Cidades
Hospital do Coração completa dois anos do primeiro transplante de rim
Unidade se tornou referência com a realização de 68 transplantes de coração, rins e fígado pelo SUS
O Hospital do Coração Adib Jatene completa, neste mês de dezembro, dois anos da realização do primeiro transplante de rim efetuado pelo Sistema Único de Saúde (SUS). De lá para cá, foram realizados com sucesso 68 transplantes: 47 renais, 11 de fígado e 10 de coração.
Na manhã desta sexta-feira (10), o governador Paulo Dantas esteve no hospital e visitou os dois últimos transplantados – um de rim e outro de coração –, que se encontram em fase de recuperação na unidade.

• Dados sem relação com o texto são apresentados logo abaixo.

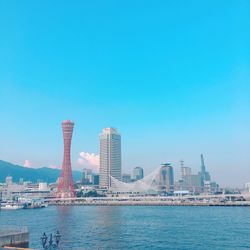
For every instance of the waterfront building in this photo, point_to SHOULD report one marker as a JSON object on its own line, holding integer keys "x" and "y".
{"x": 126, "y": 178}
{"x": 186, "y": 173}
{"x": 110, "y": 156}
{"x": 138, "y": 173}
{"x": 9, "y": 180}
{"x": 211, "y": 187}
{"x": 196, "y": 184}
{"x": 205, "y": 176}
{"x": 247, "y": 186}
{"x": 166, "y": 178}
{"x": 96, "y": 178}
{"x": 87, "y": 176}
{"x": 66, "y": 185}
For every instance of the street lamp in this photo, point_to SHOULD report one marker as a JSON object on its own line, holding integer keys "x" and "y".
{"x": 49, "y": 245}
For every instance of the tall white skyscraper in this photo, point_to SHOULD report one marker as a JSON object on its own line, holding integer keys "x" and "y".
{"x": 110, "y": 156}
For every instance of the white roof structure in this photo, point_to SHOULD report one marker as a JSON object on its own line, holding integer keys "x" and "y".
{"x": 148, "y": 183}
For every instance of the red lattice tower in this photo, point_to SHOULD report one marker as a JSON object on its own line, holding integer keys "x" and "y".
{"x": 65, "y": 184}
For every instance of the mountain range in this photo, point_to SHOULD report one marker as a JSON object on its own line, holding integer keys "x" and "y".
{"x": 43, "y": 174}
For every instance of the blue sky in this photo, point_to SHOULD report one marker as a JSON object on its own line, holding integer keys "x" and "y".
{"x": 172, "y": 76}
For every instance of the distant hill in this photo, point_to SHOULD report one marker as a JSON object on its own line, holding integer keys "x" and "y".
{"x": 43, "y": 174}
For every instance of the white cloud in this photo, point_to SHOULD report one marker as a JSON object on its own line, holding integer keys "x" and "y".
{"x": 27, "y": 164}
{"x": 89, "y": 160}
{"x": 53, "y": 166}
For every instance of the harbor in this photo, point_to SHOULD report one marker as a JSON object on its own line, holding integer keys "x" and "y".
{"x": 14, "y": 237}
{"x": 206, "y": 200}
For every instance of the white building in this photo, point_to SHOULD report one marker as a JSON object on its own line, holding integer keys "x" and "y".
{"x": 110, "y": 156}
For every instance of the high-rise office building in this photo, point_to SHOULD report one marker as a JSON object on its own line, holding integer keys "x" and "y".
{"x": 166, "y": 178}
{"x": 110, "y": 156}
{"x": 138, "y": 173}
{"x": 126, "y": 178}
{"x": 205, "y": 176}
{"x": 66, "y": 185}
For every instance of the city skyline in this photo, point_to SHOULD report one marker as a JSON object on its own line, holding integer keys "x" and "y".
{"x": 174, "y": 79}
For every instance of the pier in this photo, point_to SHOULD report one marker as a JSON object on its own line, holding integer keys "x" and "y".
{"x": 14, "y": 237}
{"x": 149, "y": 201}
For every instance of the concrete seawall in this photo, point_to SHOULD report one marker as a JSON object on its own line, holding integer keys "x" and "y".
{"x": 14, "y": 237}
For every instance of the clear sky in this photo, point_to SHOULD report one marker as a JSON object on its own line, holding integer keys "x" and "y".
{"x": 172, "y": 76}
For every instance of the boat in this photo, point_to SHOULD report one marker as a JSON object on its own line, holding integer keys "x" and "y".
{"x": 35, "y": 203}
{"x": 11, "y": 206}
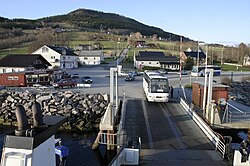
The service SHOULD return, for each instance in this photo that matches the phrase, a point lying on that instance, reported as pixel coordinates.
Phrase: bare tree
(155, 37)
(138, 35)
(242, 52)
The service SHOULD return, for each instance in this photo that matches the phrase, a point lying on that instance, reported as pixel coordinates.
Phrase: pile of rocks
(240, 91)
(84, 111)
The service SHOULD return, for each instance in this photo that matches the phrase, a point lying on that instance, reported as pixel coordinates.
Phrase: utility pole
(197, 59)
(180, 58)
(221, 56)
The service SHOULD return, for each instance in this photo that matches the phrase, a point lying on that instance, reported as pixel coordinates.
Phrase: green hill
(89, 20)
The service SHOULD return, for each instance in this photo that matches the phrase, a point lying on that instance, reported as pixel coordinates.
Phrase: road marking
(172, 125)
(150, 138)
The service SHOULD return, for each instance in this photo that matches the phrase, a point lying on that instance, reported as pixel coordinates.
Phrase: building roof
(63, 50)
(155, 56)
(85, 53)
(22, 60)
(194, 54)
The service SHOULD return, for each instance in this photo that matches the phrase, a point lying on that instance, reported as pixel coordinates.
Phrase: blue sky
(211, 21)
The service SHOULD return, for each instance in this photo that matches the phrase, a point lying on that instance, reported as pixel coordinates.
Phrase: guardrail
(233, 114)
(128, 155)
(214, 138)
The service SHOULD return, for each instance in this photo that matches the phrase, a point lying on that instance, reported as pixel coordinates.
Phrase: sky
(211, 21)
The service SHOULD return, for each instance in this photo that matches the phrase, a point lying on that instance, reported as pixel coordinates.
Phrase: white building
(22, 62)
(246, 60)
(156, 59)
(59, 56)
(91, 57)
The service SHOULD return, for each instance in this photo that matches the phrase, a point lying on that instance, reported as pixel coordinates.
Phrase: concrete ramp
(180, 157)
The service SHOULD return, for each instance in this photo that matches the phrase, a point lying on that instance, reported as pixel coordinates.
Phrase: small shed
(219, 91)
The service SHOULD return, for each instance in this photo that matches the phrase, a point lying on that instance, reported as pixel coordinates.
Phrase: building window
(45, 49)
(38, 61)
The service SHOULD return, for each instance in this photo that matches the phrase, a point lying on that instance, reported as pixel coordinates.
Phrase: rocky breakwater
(84, 111)
(240, 91)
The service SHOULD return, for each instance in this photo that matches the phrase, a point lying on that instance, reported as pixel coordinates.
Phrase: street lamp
(212, 58)
(221, 56)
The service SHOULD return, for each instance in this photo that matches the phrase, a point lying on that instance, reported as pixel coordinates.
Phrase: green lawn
(234, 68)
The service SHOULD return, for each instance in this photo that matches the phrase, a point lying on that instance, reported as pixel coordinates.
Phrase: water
(80, 152)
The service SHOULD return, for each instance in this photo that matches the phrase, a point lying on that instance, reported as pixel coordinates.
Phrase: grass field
(112, 44)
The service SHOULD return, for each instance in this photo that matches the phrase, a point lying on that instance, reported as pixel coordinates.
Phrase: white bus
(155, 86)
(200, 70)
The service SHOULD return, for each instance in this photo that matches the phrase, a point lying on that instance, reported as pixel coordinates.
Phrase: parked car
(162, 71)
(183, 72)
(87, 80)
(65, 83)
(75, 76)
(130, 77)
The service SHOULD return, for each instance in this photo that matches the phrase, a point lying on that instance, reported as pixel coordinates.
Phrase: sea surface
(80, 151)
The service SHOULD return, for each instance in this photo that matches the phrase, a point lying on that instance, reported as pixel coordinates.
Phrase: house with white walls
(59, 56)
(156, 59)
(91, 57)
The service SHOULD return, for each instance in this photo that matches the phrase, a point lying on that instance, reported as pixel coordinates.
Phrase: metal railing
(211, 135)
(107, 138)
(232, 114)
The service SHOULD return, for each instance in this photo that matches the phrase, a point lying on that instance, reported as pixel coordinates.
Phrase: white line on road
(172, 125)
(150, 138)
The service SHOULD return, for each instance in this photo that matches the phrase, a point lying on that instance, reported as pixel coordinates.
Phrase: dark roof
(22, 60)
(155, 56)
(63, 50)
(194, 54)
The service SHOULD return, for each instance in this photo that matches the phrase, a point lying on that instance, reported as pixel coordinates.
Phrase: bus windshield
(159, 86)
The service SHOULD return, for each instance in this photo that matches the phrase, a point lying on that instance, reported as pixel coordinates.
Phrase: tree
(243, 51)
(189, 63)
(138, 35)
(154, 38)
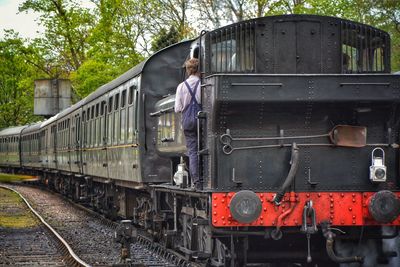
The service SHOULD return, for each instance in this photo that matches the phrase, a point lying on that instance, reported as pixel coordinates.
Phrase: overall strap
(193, 93)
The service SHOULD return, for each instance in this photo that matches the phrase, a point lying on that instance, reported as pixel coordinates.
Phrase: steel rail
(76, 260)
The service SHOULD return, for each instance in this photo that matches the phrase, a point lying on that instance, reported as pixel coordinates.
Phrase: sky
(26, 23)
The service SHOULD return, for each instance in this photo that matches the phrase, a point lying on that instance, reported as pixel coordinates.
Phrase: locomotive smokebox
(245, 206)
(384, 206)
(51, 96)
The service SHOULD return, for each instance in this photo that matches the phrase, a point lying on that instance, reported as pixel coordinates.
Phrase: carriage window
(131, 90)
(364, 49)
(233, 49)
(116, 101)
(110, 104)
(123, 99)
(97, 110)
(103, 103)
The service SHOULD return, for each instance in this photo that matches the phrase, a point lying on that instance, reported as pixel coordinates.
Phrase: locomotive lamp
(377, 170)
(181, 175)
(245, 206)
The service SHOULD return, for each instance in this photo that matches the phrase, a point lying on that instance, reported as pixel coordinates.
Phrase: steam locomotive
(298, 146)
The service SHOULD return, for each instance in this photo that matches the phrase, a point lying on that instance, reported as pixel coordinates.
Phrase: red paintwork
(339, 208)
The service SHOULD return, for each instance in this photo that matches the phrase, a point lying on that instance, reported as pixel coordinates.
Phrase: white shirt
(183, 97)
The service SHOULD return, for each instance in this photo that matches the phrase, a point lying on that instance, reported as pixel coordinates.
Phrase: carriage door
(78, 144)
(297, 46)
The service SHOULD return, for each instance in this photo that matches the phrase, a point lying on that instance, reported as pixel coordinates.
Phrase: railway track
(91, 236)
(35, 246)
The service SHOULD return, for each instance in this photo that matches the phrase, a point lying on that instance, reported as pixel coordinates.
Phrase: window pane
(116, 102)
(123, 99)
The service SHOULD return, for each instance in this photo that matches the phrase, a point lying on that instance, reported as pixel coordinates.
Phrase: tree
(67, 27)
(165, 38)
(16, 82)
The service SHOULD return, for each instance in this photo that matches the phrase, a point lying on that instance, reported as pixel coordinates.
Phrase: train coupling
(330, 239)
(309, 225)
(125, 234)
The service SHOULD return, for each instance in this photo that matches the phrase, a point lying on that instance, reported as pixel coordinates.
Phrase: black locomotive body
(298, 146)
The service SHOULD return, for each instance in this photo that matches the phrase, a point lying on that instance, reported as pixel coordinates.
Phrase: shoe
(197, 186)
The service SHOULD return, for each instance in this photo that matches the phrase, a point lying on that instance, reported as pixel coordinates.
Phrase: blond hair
(192, 66)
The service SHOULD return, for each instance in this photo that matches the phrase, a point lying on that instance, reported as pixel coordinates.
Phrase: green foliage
(16, 83)
(91, 75)
(91, 46)
(165, 38)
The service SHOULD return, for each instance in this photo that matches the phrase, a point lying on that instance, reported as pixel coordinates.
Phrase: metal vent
(364, 49)
(233, 48)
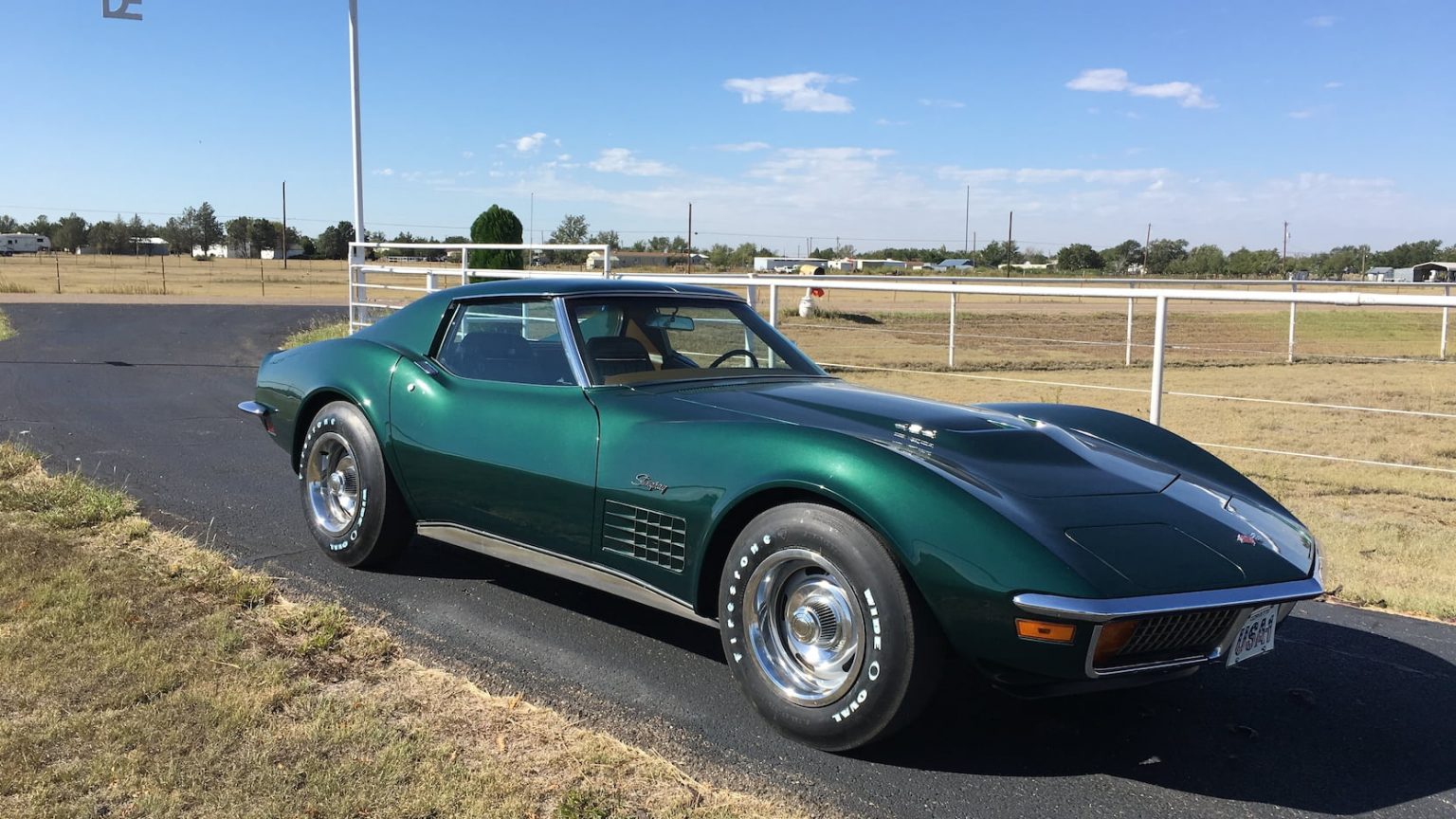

“É uma satisfação enorme poder administrar o governo do Estado levando projetos que salvam verdadeiramente a vida das pessoas. Se vocês andarem aqui no Hospital do Coração, podem perceber que é um hospital moderno, que realmente funciona e que está contribuindo para restabelecer a saúde das pessoas do nosso estado”, declarou o governador.
Para o governador, o êxito das cirurgias de transplante no Hospital do Coração é fruto de uma equipe comprometida, competente, com capacidade técnica, intelectual e espírito público. “Gente que gosta de gente, que tem empatia pelas pessoas, sensibilidade, amor ao próximo. E aqui eu tenho certeza de que essas e tantas outras pessoas que passaram por este local sabem o que estou dizendo, porque foram bem tratadas, voltaram para o seio de suas famílias com saúde e vida e estão tendo uma qualidade de vida melhor. Isso me enche de alegria”, celebrou Paulo Dantas.
O diretor-geral do Hospital do Coração, Otoni Veríssimo, observou que a instituição é especializada em doenças cardiovasculares, sendo hoje uma unidade de referência nacional. “Possuímos um parque tecnológico extremamente moderno. Fazemos tomografia e ressonância das coronárias e temos um centro cirúrgico atualizado”, observou Otoni.
“O hospital também está recebendo mais uma máquina de hemodinâmica, em fase de instalação, para realizar cateterismos, angioplastias e procedimentos complexos da cirurgia de aorta”, lembrou o diretor.
Os serviços
A unidade oferece serviços de cardiologia e neurologia clínica, cardiologia intervencionista, cateterismo, angioplastia, procedimentos endovasculares (tratamento de doenças da aorta e artérias, embolização e tratamento de aneurismas cerebrais) e transplantes de órgãos.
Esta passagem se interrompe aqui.